Scientific classification
- Kingdom: Animalia
- Phylum: Mollusca
- Class: Bivalvia
- Order: Unionida
- Family: Unionidae
- Genus: Theliderma
- Species: T. sparsa
- Binomial name: Theliderma sparsa (Lea, 1841)
- Synonyms: Quadrula sparsa (I. Lea, 1841); Margaron (Unio) sparsus (I.Lea, 1841); Margaron (Unio) sparus (I.Lea, 1841); Quadrula tuberosa subsp. sparsa (I.Lea, 1841); Unio sparsus I.Lea, 1841;

= Theliderma sparsa =

- Genus: Theliderma
- Species: sparsa
- Authority: (Lea, 1841)
- Conservation status: CR
- Synonyms: Quadrula sparsa (I. Lea, 1841), Margaron (Unio) sparsus (I.Lea, 1841), Margaron (Unio) sparus (I.Lea, 1841), Quadrula tuberosa subsp. sparsa (I.Lea, 1841), Unio sparsus I.Lea, 1841

Species of bivalve

Theliderma sparsa, the Appalachian Rockshell pearly mussel or Appalachian rockshell, is a species of freshwater mussel, an aquatic bivalve mollusk in the family Unionidae, the river mussels.

This species is endemic to western Virginia and eastern Tennessee in the Appalachia region, in the Southeastern United States.

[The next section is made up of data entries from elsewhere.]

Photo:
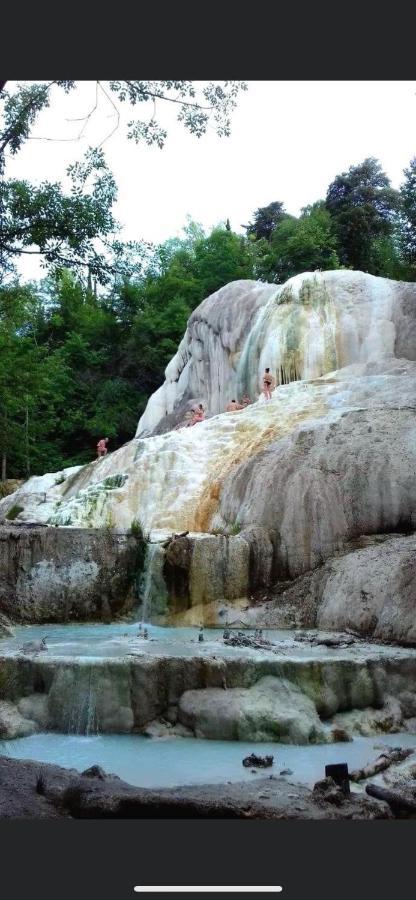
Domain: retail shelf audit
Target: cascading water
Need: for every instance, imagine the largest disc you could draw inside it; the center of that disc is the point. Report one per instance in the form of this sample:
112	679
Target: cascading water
314	325
152	588
73	700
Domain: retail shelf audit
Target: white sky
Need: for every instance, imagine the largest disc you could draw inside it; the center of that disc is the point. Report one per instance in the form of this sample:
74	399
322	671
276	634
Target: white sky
289	139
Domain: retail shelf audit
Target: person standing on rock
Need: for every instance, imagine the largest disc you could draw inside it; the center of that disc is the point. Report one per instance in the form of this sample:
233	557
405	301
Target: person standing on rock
198	415
269	384
102	447
233	406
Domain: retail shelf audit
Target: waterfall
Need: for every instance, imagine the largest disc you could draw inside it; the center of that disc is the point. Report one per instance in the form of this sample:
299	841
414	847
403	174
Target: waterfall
73	700
153	594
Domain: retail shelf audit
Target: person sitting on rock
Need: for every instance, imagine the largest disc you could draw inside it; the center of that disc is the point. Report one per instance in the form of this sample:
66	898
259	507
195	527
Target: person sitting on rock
269	384
233	406
102	447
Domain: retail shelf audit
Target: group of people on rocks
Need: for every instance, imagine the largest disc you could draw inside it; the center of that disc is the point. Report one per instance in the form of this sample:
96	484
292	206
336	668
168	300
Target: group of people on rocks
197	414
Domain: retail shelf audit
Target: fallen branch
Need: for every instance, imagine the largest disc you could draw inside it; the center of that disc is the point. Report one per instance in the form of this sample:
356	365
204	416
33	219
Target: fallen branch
401	803
380	764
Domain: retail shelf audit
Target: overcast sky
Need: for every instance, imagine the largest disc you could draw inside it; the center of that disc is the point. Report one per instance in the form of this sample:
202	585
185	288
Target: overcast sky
289	139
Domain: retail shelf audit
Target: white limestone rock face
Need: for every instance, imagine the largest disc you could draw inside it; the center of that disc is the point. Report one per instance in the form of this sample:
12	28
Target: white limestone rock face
206	364
12	723
274	709
330	458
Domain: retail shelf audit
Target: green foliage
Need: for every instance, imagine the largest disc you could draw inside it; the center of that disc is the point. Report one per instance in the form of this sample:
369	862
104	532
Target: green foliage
266	220
13	512
407	221
76	229
299	245
362	205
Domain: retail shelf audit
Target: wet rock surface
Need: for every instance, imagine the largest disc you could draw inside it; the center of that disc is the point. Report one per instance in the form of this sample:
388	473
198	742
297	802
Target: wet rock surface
64	574
65	793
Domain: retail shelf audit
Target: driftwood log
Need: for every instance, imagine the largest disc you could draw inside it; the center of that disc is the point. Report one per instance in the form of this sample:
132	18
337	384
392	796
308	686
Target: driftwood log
380	764
398	802
258	762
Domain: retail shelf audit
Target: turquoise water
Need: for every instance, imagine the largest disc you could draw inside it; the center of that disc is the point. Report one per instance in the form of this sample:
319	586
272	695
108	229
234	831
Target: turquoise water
121	638
148	762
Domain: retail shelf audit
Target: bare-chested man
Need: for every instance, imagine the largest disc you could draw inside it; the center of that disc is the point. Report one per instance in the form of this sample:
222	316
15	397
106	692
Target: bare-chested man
198	415
232	406
102	448
269	384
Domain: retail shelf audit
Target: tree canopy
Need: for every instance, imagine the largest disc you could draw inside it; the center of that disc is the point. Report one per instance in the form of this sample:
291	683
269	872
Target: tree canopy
77	229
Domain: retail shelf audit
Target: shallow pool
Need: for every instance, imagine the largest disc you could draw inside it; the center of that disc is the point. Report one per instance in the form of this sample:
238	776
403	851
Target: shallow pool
148	762
121	639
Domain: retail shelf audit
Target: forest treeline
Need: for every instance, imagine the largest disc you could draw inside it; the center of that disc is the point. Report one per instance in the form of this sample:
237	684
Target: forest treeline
78	360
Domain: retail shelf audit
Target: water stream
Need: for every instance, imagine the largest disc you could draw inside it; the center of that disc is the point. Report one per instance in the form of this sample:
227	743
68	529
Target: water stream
149	762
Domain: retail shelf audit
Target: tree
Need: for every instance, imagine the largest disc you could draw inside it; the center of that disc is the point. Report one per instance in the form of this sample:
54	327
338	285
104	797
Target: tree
362	205
299	245
220	258
64	228
407	221
266	219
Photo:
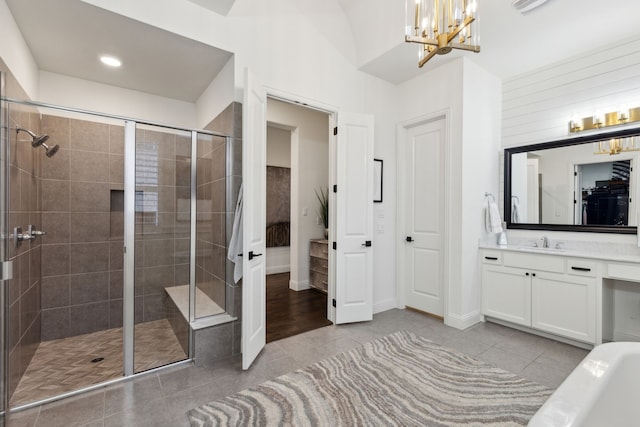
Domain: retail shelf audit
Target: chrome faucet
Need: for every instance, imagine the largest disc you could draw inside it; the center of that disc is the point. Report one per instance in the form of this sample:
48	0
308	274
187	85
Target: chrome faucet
545	241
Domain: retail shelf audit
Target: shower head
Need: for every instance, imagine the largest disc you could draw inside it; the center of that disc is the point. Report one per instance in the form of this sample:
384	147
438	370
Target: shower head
39	140
50	150
36	140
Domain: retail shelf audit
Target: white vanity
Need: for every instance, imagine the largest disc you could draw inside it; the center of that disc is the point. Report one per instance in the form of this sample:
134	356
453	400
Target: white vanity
568	293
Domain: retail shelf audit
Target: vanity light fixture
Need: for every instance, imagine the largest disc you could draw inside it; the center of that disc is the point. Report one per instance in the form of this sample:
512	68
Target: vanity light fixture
440	26
616	146
111	61
599	121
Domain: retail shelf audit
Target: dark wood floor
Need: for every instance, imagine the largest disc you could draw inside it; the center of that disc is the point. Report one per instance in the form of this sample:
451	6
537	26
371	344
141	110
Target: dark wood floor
293	312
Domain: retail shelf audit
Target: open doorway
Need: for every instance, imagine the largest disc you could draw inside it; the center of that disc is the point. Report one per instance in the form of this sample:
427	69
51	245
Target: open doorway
297	248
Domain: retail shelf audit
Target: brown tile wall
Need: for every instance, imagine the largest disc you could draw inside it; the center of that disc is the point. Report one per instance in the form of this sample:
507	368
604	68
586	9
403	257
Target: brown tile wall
82	190
162	238
211	217
23	291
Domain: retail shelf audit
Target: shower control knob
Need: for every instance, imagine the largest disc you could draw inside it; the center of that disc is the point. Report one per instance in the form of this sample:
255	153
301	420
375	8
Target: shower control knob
35	233
18	236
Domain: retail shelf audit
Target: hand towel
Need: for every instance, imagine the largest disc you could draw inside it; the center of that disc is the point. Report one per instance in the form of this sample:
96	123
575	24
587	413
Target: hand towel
515	210
493	222
235	245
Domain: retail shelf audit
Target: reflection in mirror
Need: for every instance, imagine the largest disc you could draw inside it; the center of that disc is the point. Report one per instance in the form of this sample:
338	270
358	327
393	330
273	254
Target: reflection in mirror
584	184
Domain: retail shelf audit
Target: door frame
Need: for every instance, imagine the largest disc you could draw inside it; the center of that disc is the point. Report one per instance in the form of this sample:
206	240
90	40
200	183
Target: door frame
401	188
332	112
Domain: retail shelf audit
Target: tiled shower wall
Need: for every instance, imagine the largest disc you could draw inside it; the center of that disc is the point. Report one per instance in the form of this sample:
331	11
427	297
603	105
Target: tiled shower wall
163	236
24	207
83	200
82	215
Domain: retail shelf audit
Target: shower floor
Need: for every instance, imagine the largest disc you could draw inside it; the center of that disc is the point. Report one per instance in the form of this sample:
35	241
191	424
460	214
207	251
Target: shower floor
64	365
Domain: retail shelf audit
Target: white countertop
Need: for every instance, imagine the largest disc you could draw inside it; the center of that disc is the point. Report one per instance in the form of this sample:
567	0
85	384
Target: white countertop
577	249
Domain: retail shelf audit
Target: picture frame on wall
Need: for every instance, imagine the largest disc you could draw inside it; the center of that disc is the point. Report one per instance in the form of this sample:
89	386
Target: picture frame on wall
377	181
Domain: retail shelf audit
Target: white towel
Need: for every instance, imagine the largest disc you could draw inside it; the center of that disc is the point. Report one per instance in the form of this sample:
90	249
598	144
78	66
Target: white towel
493	223
515	210
235	245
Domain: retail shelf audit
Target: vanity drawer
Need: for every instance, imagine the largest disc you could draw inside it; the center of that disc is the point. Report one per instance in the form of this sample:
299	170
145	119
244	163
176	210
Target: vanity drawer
624	271
491	257
550	263
582	267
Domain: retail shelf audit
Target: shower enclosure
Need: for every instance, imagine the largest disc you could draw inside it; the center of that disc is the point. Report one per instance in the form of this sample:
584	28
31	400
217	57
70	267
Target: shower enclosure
114	242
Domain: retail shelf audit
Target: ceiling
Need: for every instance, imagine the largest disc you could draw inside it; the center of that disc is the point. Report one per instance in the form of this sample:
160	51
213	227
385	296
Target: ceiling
512	43
68	36
156	61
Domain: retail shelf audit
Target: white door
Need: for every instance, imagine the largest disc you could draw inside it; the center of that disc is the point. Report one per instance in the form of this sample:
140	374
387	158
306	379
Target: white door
354	218
254	130
424	169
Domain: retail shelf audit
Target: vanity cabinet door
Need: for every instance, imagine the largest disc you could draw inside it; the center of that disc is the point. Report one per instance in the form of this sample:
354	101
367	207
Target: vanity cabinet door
564	305
506	294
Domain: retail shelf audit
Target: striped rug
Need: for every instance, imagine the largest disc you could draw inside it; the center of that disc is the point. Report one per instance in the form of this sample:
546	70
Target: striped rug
398	380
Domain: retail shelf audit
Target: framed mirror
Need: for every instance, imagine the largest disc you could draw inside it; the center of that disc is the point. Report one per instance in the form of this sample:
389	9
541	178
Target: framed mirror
588	183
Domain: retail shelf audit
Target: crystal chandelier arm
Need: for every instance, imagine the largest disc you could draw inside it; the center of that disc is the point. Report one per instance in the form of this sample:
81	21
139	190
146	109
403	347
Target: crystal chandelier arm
470	48
421	40
468	20
427	57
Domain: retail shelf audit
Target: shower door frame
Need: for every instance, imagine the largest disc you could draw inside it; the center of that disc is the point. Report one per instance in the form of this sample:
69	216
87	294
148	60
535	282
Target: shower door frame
128	327
6	272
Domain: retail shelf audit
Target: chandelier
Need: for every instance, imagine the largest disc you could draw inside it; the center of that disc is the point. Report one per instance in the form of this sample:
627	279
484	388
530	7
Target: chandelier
441	26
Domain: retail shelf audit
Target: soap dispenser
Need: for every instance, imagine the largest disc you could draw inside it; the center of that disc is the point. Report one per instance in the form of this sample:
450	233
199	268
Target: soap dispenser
502	236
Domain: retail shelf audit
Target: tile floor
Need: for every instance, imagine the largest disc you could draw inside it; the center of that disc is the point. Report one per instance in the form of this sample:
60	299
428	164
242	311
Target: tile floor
163	398
63	365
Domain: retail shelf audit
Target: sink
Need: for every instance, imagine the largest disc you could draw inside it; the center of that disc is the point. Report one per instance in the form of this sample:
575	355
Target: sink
536	248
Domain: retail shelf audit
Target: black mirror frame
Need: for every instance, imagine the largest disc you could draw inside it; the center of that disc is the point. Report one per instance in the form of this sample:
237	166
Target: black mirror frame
508	152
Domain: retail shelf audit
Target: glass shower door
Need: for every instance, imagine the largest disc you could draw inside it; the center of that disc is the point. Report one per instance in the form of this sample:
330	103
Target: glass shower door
162	246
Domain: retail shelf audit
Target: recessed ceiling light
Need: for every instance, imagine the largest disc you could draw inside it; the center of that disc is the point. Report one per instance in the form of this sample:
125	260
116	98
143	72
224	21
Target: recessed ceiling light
111	61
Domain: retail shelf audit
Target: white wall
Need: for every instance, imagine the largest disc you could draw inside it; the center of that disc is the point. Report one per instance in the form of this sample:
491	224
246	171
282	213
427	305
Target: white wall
217	96
309	146
278	259
293	53
470	97
538	105
68	91
278	147
16	54
480	155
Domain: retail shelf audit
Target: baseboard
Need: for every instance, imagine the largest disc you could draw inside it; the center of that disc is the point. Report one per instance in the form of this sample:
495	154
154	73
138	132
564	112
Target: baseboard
299	286
625	336
385	305
275	269
462	322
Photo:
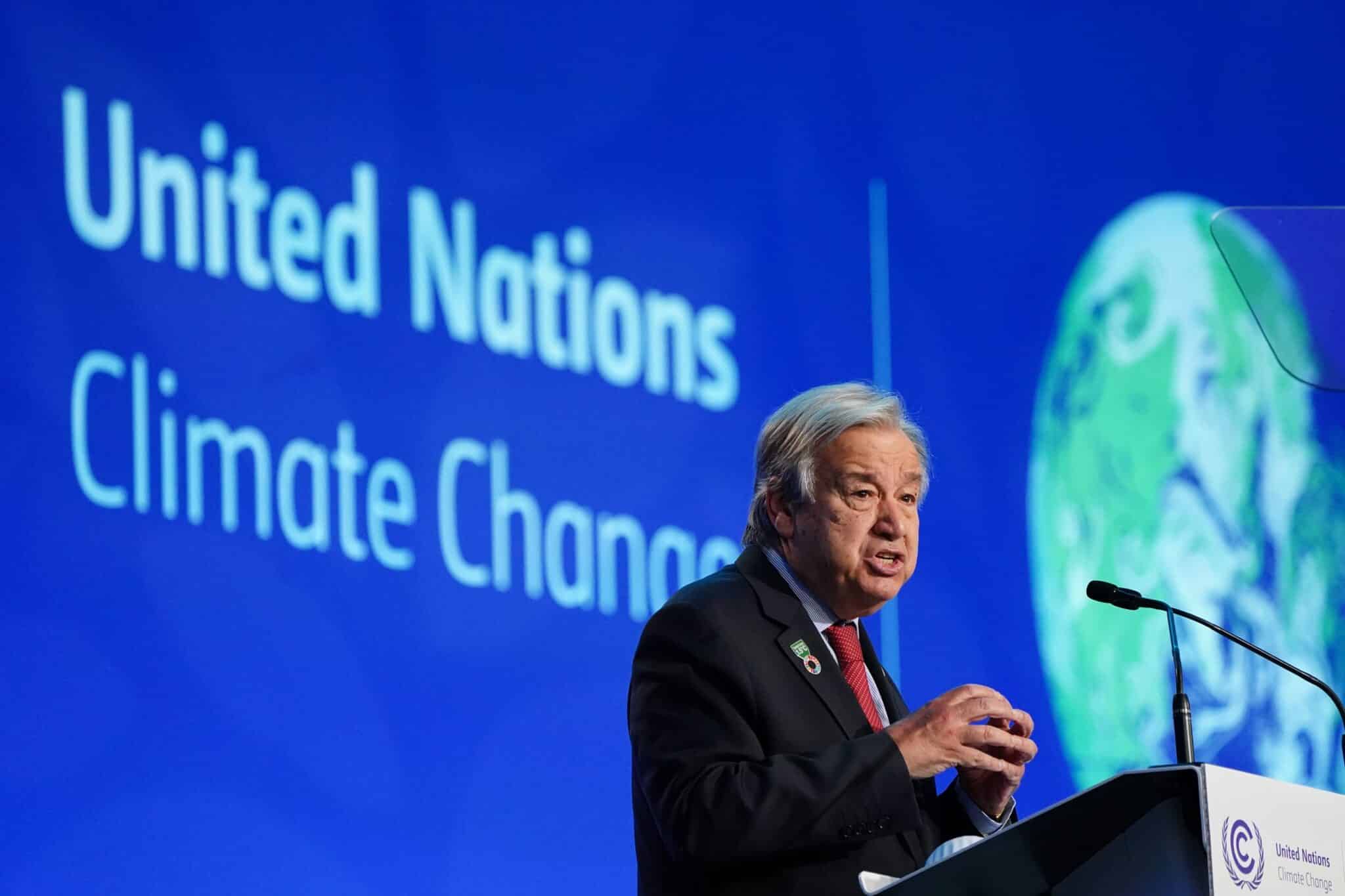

It is critically endangered due to pollution of the rivers in which it lives. Being a detritivore, the mussel absorbs the pollutants which contaminate the river as it feeds.

==Distribution==
There are two to three populations remaining. In the Clinch River of Virginia there is a small, isolated population. A population in the upper Powell River in Tennessee is nearly gone. These occurrences may not be viable. All other occurrences have been extirpated.

==Reproduction==
Like other unionid mussels, Theliderma sparsa uses fish as an intermediate host for its glochidia (larvae). Captive breeding experiments have demonstrated that the mussel larvae can develop on the gills of blotched chub (Erimystax insignis) and streamline chub (Erimystax dissimilis). Water temperature and vibration prompt release of glochidia, according to Virginia Department of Wildlife Resources Southwest Virginia Mussel Recovery Coordinator Tim Lane.

==Conservation==
Theliderma sparsa is a federally endangered species. It gained protection under the Endangered Species Act with this status in 1976.